Elettra Deiana, ricordarla non può definirsi un esercizio di memoria. Perché per tutti noi che l’abbiamo conosciuta e amata, Elettra è ancora presente alla mente come per tanti anni è stata l’incessante e indimenticabile esserci di un’intelligenza ironica e sagace, mai arresa alle gerarchie e sempre pronta a scacciare ogni conservatorismo.

Avremo occasione nei prossimi mesi di tornare sulle sue riflessioni, perché saranno tante, a partire da Sinistra Italiana, le comunità che vorranno organizzare momenti per una rilettura collettiva.

Oggi però è giusto ricordare come per Elettra la politica sia stata l’arte dello stare nel mondo per stabilire nuove e diverse relazioni: tra la superficie dei fatti e le forze che nel profondo li determinano, come nei tanti scritti e interventi sulla crisi della democrazia o sull’ipocrisia della guerra e delle dottrine che tornano a giustificarla, o come nelle relazioni tra donne, e tra il maschile e il femminile, per agire quel conflitto femminista indispensabile alla liberazione e quindi alla libertà di ognuno e ognuna. E relazione imprescindibile per Elettra era anche quella tra il dentro, il partito e l’organizzazione politica, e il fuori, la società, che scrutava mai sazia, perennemente in polemica con quanti alle assemblee manifestavano la pretesa di indicare la strada dando mostra di non aver nemmeno cercato di conoscere il paesaggio. Lo stesso in cui Elettra, che considerava la sconfitta storica della sinistra dopo l’89 qualcosa di ben diverso da un disorientamento transitorio, invece cercava. Non la strada maestra ma un movimento sotto la superficie, un sentiero o passaggio attraverso il quale riprendere quel cammino trasformativo e generativo cui lei e tanti della sua generazione hanno dedicato la vita intera.

L’ultima volta che ci parlai a lungo fu il giorno che l’accompagnai in auto al campeggio dei giovani di Sinistra Italiana, nell’agosto del 2021. Un’ora e mezza insieme, andata e ritorno. Parlammo di tutto, ma lei aveva sopratutto voglia di parlare del suo passato. La storia della sua famiglia, la Sardegna, il rapporto con il padre e con la madre, la militanza comunista da giovane nei movimenti rivoluzionari e femministi a Roma e Milano, poi Rifondazione Comunista e l’elezione alla Camera dei Deputati con il suo impegno pacifista e sui temi della politica estera. Ridemmo insieme di quella volta che a Genova fu manganellata nella piazza ‘moderatissima’ delle donne, con quelle mani alzate dipinte di bianco che non servirono a convincere la polizia della non pericolosità delle manifestanti. Ne era ancora scandalizzata. E ancora ricordo quanti sorrisi mi strapparono le sue battute taglienti sui ‘maschi’ del partito, mentre ripercorreva disordinata quella lunga sequela di riunioni e congressi a cui anch’io avevo partecipato.

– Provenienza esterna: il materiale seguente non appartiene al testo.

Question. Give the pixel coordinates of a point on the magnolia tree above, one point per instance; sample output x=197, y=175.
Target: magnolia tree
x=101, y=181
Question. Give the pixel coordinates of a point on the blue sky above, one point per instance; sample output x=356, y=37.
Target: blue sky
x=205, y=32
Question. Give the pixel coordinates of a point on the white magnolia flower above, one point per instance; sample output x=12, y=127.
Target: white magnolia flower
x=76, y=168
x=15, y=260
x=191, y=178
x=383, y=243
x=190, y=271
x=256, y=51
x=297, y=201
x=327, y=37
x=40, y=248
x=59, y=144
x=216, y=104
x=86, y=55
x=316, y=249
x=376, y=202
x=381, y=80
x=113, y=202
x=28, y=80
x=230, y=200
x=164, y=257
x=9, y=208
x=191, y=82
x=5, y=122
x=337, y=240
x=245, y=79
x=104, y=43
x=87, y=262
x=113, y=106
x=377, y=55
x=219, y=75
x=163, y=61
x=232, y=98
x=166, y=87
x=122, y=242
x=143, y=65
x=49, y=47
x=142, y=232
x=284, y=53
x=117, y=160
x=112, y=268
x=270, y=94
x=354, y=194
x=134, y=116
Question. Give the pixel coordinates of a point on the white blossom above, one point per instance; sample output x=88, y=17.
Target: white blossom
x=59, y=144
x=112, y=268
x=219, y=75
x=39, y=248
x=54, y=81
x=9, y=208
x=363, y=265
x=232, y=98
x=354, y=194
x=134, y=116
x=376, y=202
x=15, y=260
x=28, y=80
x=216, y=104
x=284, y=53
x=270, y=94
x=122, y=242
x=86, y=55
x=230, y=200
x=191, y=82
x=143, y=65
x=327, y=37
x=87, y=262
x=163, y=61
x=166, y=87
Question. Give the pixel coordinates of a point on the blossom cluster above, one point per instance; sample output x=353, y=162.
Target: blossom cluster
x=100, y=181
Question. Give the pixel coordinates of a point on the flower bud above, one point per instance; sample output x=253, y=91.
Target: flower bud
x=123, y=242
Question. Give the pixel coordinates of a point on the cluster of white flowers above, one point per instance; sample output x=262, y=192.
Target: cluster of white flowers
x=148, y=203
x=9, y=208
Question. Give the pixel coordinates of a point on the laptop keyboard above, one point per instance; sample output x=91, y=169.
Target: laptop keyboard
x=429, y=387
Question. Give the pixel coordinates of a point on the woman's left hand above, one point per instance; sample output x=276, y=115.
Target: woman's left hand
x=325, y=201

Avevo già capito che non stava bene, ma non smetteva di incantarmi la tenacia del suo spirito di cambiamento e la forza del suo pensiero critico. La libertà per Elettra passava dal conflitto femminista e da quello sociale, e per una piccola parte anche da quella mano che ricordo spesso alzata per chiedere la parola e fare spazio, sempre e comunque, al suo punto di vista, a quello delle donne e in tante occasioni anche a quello di noi più giovani.

Ecco, forse tra le tante cose che Elettra ci ha donato nella sua lunga e piena vita, per me la più importante è stata insegnarci a non avere paura di rompere le liturgie e sembrare fuori luogo. E anche se a ben pensarci forse non ho ancora imparato a combattere un certo mio naturale istinto per alcune forme di disciplina, ancora oggi, ogni volta che sento il bisogno di far deragliare altrove l’andamento di una noiosa riunione, penso alla sua mano alzata e quella mano mi fa compagnia e coraggio. Sono certa di non essere l’unica.

Grazie Elettra, ti abbiamo voluto bene e non ti dimenticheremo.